People who have traditionally made money as venture capitalists are now focusing on social ventures. It's an area normally reserved for nonprofits, an area where venture capitalists can be disruptive applying business metrics to a new space.
This is creating a new breed of investors investing in for-profit ventures that are focused on sustainability and the triple bottom line: people, planet and profit. For instance, one recent project I worked on was development of a building; it was a $100-million dollar project but it also had to have a zero-carbon footprint.
- Non-profits are focusing more on generating revenues.
Funders are increasingly telling non-profits to present them with a business model with reasonable targets to hit so that they can justify continuing funding. Where historically non-profits merely looked at opportunities to provide integral support services, they are now looking at new business models and opportunities to generate new revenues.
It goes well beyond simply mailing fundraising letters to the non-profit's so-called "constituency." Nonprofits are also increasingly looking at revamping their board structures to bring on people who have a history of raising money, or who are tied in to Wall Street, or who have worked in the cultural sector.
- New hybrid business models are emerging.
Management teams must determine upfront if they are a for-profit or a non-profit, if they are an LLC or an LC3 or a benefit corporation. An LC3, for instance, is a nonprofit that flips to a for-profit in a few years when it becomes financially sustainable and achieves payback.
Another new idea is contract-hybrid businesses that allow nonprofits to enter into for-profit relationships with a business partner. The nature of the contract determines the way they are able to structure revenue-generating deals.
- New crowdfunding platforms are providing new opportunities to attract investment.
For those fundraising with technology, crowdfunding can now do more than accrue awards and donations, it can offer actual investment platforms enabled by the U.S. Securities and Exchange Commission through the JOBS Act.
Organizations can generate start-up monies or product development monies through well-crafted crowdfunding campaigns. It's becoming a new way to evaluate companies with promise because fundraising success is better aligned with the merits of what's being worked on.
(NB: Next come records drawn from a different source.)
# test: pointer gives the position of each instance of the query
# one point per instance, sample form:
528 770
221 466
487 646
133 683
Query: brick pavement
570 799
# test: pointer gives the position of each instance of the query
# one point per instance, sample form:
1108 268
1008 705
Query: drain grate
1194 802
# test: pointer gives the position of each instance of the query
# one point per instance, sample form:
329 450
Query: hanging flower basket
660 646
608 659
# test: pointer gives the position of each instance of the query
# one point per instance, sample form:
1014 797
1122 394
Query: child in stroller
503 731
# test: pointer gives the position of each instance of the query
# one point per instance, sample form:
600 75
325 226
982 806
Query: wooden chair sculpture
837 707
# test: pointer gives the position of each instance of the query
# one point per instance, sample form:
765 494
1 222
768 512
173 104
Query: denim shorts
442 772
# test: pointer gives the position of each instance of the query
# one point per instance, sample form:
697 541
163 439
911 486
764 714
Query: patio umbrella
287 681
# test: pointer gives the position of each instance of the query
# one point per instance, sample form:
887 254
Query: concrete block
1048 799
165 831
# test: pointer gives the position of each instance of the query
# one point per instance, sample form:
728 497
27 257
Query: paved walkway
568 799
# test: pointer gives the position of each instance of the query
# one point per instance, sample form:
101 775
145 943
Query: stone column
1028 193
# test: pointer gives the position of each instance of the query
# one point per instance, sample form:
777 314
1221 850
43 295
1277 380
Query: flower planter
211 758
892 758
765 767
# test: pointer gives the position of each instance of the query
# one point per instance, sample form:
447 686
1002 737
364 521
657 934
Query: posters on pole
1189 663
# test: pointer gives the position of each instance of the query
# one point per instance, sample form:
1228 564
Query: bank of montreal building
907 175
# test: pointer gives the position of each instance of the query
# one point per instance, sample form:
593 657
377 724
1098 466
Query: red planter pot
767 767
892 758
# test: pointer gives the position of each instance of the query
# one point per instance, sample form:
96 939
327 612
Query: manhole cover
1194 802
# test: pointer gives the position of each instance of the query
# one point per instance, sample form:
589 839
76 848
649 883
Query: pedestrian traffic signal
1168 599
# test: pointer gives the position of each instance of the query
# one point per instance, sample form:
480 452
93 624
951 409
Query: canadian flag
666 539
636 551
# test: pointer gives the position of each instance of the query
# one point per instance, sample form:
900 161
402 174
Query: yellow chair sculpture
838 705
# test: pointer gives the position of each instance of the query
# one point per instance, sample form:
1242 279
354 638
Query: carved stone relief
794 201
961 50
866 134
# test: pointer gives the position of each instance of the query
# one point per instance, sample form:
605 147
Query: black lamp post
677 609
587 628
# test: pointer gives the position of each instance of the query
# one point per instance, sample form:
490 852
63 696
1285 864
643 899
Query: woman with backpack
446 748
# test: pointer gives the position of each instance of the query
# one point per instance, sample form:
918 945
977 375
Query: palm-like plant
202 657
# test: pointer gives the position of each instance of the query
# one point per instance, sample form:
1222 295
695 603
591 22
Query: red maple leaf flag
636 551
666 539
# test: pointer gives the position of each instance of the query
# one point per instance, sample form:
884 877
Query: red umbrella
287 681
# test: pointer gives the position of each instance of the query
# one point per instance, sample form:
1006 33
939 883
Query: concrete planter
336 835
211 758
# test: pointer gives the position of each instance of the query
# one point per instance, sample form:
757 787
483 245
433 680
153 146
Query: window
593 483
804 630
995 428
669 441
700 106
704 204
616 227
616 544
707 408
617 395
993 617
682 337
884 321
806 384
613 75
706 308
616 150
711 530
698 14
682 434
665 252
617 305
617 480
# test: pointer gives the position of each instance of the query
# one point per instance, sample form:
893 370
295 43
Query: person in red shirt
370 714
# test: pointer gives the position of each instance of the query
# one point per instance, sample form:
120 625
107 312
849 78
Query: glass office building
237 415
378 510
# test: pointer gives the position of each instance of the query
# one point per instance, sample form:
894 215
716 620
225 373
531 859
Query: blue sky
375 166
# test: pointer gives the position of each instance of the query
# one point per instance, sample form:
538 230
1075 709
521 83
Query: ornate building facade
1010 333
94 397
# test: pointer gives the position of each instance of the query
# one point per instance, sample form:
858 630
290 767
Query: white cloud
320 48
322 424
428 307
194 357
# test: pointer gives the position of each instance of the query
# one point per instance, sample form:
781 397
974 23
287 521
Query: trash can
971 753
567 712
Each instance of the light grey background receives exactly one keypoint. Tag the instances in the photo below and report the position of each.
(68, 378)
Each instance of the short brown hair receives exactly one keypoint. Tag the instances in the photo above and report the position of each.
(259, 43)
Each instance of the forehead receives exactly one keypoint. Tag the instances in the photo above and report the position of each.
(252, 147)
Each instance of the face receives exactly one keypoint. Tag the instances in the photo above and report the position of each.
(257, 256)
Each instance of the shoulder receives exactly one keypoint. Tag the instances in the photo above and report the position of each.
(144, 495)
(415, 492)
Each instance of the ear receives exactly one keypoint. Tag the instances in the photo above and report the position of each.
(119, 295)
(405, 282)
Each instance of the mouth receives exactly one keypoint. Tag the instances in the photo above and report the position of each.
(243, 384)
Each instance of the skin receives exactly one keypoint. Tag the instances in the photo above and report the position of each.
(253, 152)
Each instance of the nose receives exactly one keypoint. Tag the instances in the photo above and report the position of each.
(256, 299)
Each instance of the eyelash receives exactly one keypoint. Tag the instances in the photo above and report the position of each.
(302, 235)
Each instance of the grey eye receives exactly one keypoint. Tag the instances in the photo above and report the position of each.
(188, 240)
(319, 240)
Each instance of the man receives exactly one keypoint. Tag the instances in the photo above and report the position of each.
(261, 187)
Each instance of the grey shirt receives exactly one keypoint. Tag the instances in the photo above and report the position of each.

It's like "friends and family" fundraising on steroids. Through traditional fundraising, entrepreneurs relied on relationships with friends and family; with crowdfunding, they're relying on both reputation and a well-crafted story.
Given how fast the field is changing in the use of technology for fundraising, entrepreneurs who take advantage of best practices in early adoption will see greater opportunities unfold. There are advantages to being experimental and being able to pivot at the drop of a dime. New approaches in social entrepreneurship are sometimes counterintuitive to traditional approaches.